A lot of people, perhaps not all, wrestle with this question.
Who am I? What is my purpose? What is my destiny?
Often the answer is “found” in what a person does: I am an accountant/miner/programmer etc.
In the church, we often find the answer is a similar way: I am a pastor/teacher/prophet/healer etc.
The problem is, all of that can, and will, be taken away.
Jobs disappear: Coal mines shut down, manufacturing industries move overseas
Spiritually, all of those “jobs” will cease.
When titles and roles are taken from us, or given up, how does that affect us? It can be hard, even for those of us who know these things are not, really, ‘us’! It can still feel like a loss, like a part of us has been cut off.
As for prophecies, they will pass away; as for tongues, they will cease; as for knowledge, it will pass away. For we know in part and we prophesy in part, but when the perfect comes, the partial will pass away. When I was a child, I spoke like a child, I thought like a child, I reasoned like a child. When I became a man, I gave up childish ways. For now we see in a mirror dimly, but then face to face. Now I know in part; then I shall know fully, even as I have been fully known.
1 Cor 13:8b-12
Building our identity on what we do is building on sand!

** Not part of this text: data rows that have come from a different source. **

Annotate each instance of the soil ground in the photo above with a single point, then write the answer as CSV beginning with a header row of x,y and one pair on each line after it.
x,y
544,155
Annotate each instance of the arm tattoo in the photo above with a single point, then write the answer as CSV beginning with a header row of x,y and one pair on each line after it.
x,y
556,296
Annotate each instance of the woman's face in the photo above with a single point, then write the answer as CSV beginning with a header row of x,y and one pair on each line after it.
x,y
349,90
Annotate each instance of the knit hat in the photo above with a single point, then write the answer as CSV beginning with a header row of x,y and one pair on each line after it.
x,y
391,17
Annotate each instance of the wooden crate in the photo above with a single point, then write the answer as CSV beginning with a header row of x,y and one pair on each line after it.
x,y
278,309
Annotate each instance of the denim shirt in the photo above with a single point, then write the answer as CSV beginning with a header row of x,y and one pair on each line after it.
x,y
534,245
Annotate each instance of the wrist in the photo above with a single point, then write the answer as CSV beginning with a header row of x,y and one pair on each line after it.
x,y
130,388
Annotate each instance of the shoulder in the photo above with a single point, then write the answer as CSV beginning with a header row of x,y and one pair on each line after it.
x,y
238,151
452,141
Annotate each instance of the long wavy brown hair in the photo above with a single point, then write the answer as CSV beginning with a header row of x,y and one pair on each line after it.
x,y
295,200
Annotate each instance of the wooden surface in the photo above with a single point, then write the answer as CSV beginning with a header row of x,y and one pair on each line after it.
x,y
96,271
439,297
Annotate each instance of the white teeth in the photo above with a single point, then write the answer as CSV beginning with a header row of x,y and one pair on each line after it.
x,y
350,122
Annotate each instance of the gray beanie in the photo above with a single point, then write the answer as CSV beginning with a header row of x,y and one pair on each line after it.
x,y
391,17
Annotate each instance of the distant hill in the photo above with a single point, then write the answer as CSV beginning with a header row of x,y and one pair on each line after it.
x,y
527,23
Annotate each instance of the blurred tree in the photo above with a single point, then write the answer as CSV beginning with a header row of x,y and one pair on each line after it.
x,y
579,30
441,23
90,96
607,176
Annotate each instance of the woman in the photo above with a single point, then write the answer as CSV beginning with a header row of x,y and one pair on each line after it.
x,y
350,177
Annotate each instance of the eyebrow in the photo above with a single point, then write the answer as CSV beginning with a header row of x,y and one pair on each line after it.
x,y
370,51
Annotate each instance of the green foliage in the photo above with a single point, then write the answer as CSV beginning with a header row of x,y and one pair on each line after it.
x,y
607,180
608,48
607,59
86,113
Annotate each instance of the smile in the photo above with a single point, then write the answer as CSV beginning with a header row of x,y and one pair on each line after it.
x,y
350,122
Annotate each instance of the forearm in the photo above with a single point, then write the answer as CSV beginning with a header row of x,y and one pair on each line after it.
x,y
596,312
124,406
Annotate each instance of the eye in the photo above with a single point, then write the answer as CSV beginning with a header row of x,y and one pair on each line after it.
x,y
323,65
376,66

We need to build on the Rock: Jesus!
More, we need to understand that what we do does not determine who we are, rather, who we are determines what we do.
We ARE children of God. We are sons and daughters of the most high. We share in His divine nature.
That nature is Love.
And that is eternal:
If I speak in the tongues of men and of angels, but have not love, I am a noisy gong or a clanging cymbal. And if I have prophetic powers, and understand all mysteries and all knowledge, and if I have all faith, so as to remove mountains, but have not love, I am nothing. If I give away all I have, and if I deliver up my body to be burned, but have not love, I gain nothing.
1 Cor 13 1-8a, 13
Love is patient and kind; love does not envy or boast; it is not arrogant or rude. It does not insist on its own way; it is not irritable or resentful; it does not rejoice at wrongdoing, but rejoices with the truth. Love bears all things, believes all things, hopes all things, endures all things.
Love never ends.
…
So now faith, hope, and love abide, these three; but the greatest of these is love.

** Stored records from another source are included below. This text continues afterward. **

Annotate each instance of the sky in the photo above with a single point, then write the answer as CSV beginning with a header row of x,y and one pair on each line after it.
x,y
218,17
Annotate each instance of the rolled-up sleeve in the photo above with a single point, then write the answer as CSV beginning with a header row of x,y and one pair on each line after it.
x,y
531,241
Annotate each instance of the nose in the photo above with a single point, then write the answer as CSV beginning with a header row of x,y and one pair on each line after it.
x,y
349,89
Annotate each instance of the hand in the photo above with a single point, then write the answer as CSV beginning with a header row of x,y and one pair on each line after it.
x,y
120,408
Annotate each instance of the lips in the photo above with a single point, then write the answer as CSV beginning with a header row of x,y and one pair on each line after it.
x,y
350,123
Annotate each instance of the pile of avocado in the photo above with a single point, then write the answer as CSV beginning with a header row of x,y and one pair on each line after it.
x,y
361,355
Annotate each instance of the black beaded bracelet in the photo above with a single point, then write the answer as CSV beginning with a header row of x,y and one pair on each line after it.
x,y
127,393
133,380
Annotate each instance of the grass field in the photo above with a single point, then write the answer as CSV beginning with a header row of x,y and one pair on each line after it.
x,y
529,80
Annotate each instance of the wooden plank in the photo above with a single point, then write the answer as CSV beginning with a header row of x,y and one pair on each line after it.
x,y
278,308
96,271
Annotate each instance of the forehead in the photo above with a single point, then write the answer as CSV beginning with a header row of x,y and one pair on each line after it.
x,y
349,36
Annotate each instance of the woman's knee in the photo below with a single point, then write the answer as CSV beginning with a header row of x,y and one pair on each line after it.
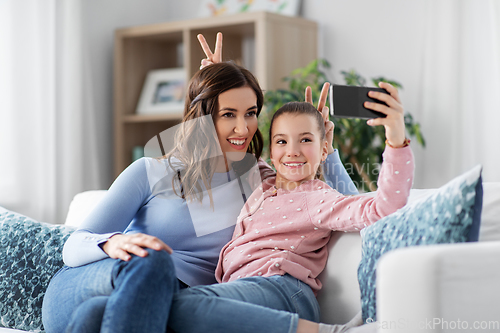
x,y
87,317
156,265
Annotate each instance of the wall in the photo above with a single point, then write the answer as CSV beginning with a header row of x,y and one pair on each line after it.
x,y
99,21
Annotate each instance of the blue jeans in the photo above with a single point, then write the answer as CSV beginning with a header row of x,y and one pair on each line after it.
x,y
112,295
255,304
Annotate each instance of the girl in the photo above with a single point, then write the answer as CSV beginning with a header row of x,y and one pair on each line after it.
x,y
270,267
141,243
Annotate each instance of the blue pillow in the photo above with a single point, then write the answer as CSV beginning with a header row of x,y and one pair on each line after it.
x,y
31,254
452,214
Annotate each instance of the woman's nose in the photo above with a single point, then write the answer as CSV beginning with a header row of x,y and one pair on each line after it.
x,y
241,127
292,150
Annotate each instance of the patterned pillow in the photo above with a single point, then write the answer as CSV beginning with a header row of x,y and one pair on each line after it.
x,y
451,214
31,254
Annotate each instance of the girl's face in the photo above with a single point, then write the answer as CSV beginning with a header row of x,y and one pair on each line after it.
x,y
296,149
236,121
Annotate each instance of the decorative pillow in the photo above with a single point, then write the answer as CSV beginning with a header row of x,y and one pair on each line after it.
x,y
31,254
451,214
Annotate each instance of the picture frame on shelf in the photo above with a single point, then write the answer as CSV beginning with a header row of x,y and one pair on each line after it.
x,y
163,92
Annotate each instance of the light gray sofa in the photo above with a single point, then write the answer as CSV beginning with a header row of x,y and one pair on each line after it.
x,y
414,285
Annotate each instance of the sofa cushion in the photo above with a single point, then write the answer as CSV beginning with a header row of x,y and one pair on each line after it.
x,y
451,214
31,254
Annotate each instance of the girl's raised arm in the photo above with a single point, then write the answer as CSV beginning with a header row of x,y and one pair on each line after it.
x,y
212,58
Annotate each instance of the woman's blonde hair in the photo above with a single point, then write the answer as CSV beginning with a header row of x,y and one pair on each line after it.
x,y
193,151
296,108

Nothing can change this. No matter where we go or what we do. We come back dirty, in rags, having eaten pig-food, dejected, beaten down, lost, and what does the Father see? He sees his child, knows that clothing can be changed, skin washed, empty stomachs filled. He doesn’t care about those things. His child is home!

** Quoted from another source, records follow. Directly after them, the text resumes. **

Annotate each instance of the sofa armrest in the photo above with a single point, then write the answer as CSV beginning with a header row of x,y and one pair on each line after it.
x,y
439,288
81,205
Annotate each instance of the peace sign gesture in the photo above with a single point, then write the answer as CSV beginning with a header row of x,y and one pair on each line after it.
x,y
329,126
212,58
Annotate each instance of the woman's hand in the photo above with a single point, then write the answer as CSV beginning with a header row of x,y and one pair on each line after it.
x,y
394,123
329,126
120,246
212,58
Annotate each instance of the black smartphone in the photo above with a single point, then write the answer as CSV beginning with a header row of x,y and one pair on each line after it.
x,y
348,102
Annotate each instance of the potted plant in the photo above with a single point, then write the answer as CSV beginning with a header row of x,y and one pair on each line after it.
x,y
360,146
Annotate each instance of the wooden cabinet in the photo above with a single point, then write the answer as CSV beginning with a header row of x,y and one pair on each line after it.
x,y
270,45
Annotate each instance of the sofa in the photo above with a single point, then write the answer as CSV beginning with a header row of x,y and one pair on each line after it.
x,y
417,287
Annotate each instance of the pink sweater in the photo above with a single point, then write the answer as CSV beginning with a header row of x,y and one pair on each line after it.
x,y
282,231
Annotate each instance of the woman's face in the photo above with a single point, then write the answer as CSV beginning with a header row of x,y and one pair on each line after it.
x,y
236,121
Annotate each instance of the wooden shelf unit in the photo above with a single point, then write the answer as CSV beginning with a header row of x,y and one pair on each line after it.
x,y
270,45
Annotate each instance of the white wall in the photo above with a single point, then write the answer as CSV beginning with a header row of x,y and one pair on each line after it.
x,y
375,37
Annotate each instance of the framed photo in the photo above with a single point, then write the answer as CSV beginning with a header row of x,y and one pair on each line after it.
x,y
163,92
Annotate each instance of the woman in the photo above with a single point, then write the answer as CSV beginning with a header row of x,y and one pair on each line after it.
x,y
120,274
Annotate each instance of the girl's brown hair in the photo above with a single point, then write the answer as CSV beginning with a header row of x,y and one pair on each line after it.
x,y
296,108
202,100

We are children of God. That is so much more than just being forgiven, more even than being granted access to heaven. It is a real, ongoing, vital relationship. Vital in the true sense of the word: Life-giving. Yes, we need to be forgiven, but the cross is the doorway into this new way of being, not its totality. It is how we are born, spiritually, but it is not the goal, the end, just the beginning. It makes us who we are, now we must work that out.
Look at Caleb. How he has grown and changed over the pandemic! And that is good and right. If he were still as he was when he was born, we wouldn’t be rejoicing today seeing him dance in praise, we’d be on our knees praying that God would intervene, would heal him, make him right. How many Christians are there who are stuck just as they were when they were born again? Even Paul saw the danger of this:
But I, brothers, could not address you as spiritual people, but as people of the flesh, as infants in Christ. I fed you with milk, not solid food, for you were not ready for it. And even now you are not yet ready, for you are still of the flesh.
1 Cor 3:1-3a
Or, again, another writer
About this we have much to say, and it is hard to explain, since you have become dull of hearing. For though by this time you ought to be teachers, you need someone to teach you again the basic principles of the oracles of God. You need milk, not solid food, for everyone who lives on milk is unskilled in the word of righteousness, since he is a child. But solid food is for the mature, for those who have their powers of discernment trained by constant practice to distinguish good from evil.
Heb 5:11-6:3
Therefore let us leave the elementary doctrine of Christ and go on to maturity, not laying again a foundation of repentance from dead works and of faith toward God, and of instruction about washings, the laying on of hands, the resurrection of the dead, and eternal judgment. And this we will do if God permits.
There is great strength and confidence is truly knowing that we are children of God in a real, deep way. Even if (when?) we find ourselves in a dark, desert place, when all we did ceases to be possible or needed, when even God, himself, seems distant, we can stand firm and secure if we know deep inside that we are his, and that he is faithful and loving.
No matter how you argue with me, even if you beat and torture me, though you might get me to doubt many things, you won’t be able to convince me that my dad wasn’t my dad. I look a lot like him and sound like him (and like my brothers). That is true for my heavenly father too. Is it true for you?
We sometimes talk about being “born again” as though that just meant a fresh start, a wiped slate. But it is so much more: It involves a change of family, a new father, a new nature. Don’t settle with being forgiven. Don’t come and just stand in the doorway. Go through and into the house, the home, join the family, take your place as a son or daughter.